Marcel Winatschek

Asakusa

Walking through the Nakamise at Sensō-ji, I’m mostly looking at the back of someone’s head while incense smoke drifts past. The temple—the oldest in Tokyo—is somewhere ahead, visible in the photographs everyone’s taking but not quite as a lived space. I move through it as a tourist, which is what keeps it intact.

Asakusa was built for crowds, but different ones. When it was the entertainment district, Kabuki and Rakugo theater drew people here. The Meiji Restoration brought Western theaters and cinemas, so for a while the neighborhood had both—traditional and modern running parallel. Then the postwar years happened and everything shifted. Shinjuku became the place. Shibuya got younger and louder. Other districts took over and Asakusa faded from being necessary. Which, strangely, preserved it. Nobody demolished it because nobody was paying attention. The temples stayed. The restaurants stayed. Pachinko halls kept their neon on.

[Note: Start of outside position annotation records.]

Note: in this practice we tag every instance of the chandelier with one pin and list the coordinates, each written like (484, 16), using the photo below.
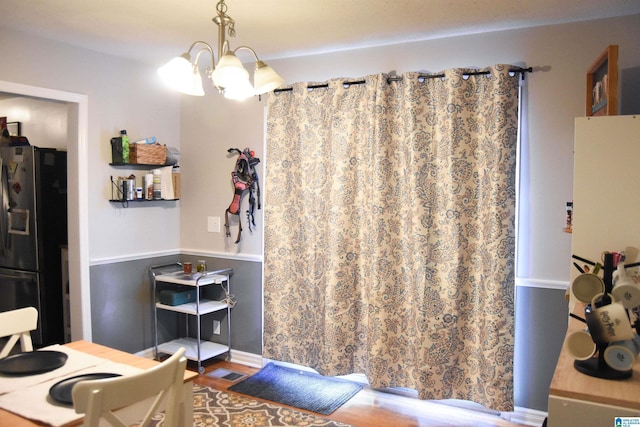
(229, 76)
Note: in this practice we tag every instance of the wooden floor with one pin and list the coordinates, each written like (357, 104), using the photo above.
(371, 408)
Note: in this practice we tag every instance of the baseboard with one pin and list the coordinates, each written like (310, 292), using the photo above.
(249, 359)
(241, 357)
(526, 416)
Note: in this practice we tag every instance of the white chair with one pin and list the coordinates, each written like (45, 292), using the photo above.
(100, 398)
(17, 325)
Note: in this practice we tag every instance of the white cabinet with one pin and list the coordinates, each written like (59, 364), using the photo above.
(606, 206)
(189, 296)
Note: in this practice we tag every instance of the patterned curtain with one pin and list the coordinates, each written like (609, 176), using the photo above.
(390, 232)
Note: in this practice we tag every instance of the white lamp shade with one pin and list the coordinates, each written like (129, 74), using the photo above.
(177, 72)
(265, 79)
(195, 88)
(229, 71)
(240, 91)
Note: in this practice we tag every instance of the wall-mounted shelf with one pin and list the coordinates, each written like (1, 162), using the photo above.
(138, 165)
(142, 200)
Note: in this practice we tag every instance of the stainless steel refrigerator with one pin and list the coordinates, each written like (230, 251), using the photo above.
(33, 228)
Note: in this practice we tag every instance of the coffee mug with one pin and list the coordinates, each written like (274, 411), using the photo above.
(587, 285)
(625, 290)
(607, 323)
(580, 345)
(622, 355)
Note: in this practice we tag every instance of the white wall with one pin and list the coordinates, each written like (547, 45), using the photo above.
(121, 95)
(43, 122)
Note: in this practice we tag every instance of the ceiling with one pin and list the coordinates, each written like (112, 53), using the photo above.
(153, 31)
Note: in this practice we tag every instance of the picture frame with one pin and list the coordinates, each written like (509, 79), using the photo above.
(14, 128)
(602, 84)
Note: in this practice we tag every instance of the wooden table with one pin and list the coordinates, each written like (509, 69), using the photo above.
(577, 399)
(10, 419)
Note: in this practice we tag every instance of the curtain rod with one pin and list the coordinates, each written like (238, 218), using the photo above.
(517, 70)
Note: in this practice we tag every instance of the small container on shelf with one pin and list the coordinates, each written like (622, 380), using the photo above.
(568, 228)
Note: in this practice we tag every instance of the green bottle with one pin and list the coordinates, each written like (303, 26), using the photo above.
(125, 146)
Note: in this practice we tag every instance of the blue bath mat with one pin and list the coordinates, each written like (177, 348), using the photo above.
(300, 389)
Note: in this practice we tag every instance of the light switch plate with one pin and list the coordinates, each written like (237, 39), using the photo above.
(213, 224)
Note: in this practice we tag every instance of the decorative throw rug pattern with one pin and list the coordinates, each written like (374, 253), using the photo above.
(301, 389)
(213, 407)
(219, 408)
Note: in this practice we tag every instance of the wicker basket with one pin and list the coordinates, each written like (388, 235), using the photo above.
(147, 154)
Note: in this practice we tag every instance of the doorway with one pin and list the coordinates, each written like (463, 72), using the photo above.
(77, 131)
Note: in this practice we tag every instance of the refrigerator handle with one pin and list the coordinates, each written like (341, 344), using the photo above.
(4, 209)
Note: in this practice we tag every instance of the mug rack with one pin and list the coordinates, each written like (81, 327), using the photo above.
(597, 366)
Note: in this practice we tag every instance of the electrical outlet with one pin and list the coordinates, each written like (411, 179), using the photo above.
(213, 224)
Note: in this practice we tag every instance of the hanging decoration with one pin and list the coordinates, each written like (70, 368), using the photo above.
(245, 180)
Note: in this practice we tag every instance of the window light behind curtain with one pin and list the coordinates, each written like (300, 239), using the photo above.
(390, 232)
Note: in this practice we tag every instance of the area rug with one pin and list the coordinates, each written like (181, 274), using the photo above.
(213, 407)
(300, 389)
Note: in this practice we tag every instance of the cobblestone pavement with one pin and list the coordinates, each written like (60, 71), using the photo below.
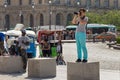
(108, 58)
(109, 62)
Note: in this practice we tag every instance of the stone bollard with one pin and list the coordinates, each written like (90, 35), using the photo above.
(10, 64)
(83, 71)
(42, 67)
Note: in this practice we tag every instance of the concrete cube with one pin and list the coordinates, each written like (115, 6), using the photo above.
(42, 67)
(10, 64)
(83, 71)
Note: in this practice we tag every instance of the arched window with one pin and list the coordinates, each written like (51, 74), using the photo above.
(7, 22)
(21, 19)
(31, 21)
(69, 18)
(20, 2)
(97, 3)
(41, 20)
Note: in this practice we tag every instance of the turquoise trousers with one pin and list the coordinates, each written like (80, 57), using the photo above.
(81, 45)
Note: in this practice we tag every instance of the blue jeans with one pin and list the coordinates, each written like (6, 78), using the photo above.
(81, 45)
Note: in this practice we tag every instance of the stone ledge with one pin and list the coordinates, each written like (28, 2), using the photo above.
(83, 71)
(42, 67)
(10, 64)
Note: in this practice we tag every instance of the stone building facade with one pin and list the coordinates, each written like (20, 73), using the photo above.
(34, 13)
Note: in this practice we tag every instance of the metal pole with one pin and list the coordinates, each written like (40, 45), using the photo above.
(5, 23)
(50, 15)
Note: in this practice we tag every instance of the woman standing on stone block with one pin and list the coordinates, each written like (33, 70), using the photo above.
(81, 20)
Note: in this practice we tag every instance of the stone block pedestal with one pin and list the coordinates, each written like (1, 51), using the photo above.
(83, 71)
(42, 67)
(10, 64)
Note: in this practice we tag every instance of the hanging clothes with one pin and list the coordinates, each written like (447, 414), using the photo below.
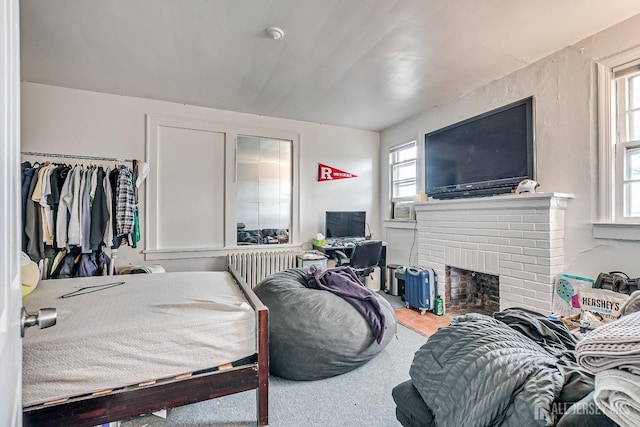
(71, 213)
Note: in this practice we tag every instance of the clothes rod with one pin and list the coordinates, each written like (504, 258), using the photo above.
(71, 156)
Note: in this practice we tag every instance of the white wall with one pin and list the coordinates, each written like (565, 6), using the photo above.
(69, 121)
(565, 91)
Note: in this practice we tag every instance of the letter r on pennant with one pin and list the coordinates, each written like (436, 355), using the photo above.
(325, 173)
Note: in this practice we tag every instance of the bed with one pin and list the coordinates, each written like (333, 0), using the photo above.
(134, 344)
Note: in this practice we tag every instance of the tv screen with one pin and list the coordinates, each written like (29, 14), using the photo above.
(484, 155)
(345, 223)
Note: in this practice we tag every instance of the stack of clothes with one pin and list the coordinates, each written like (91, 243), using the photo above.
(613, 353)
(517, 368)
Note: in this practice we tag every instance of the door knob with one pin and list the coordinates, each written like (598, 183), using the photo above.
(44, 318)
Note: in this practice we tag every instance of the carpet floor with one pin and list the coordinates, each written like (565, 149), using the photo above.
(426, 324)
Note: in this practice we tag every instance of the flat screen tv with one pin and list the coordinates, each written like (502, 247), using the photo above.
(345, 224)
(485, 155)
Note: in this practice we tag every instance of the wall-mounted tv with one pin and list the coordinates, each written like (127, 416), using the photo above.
(485, 155)
(345, 224)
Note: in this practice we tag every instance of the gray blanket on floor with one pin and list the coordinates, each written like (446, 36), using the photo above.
(479, 372)
(612, 346)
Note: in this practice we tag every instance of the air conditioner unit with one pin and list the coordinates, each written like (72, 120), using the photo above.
(404, 210)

Now the neighborhood exists as accessible memory. You can visit Sensō-ji, buy food at the shrines, watch the Sanja Matsuri festival in summer, grill your own food at restaurants that probably haven’t changed in fifty years. It’s all still functioning, which feels rare. The temple didn’t survive because someone decided it was culturally important. It survived because tourists showed up and gave its existence a reason to continue. That’s a strange kind of preservation—not protection exactly, but a sort of indifferent keeping-alive through footsteps and attention.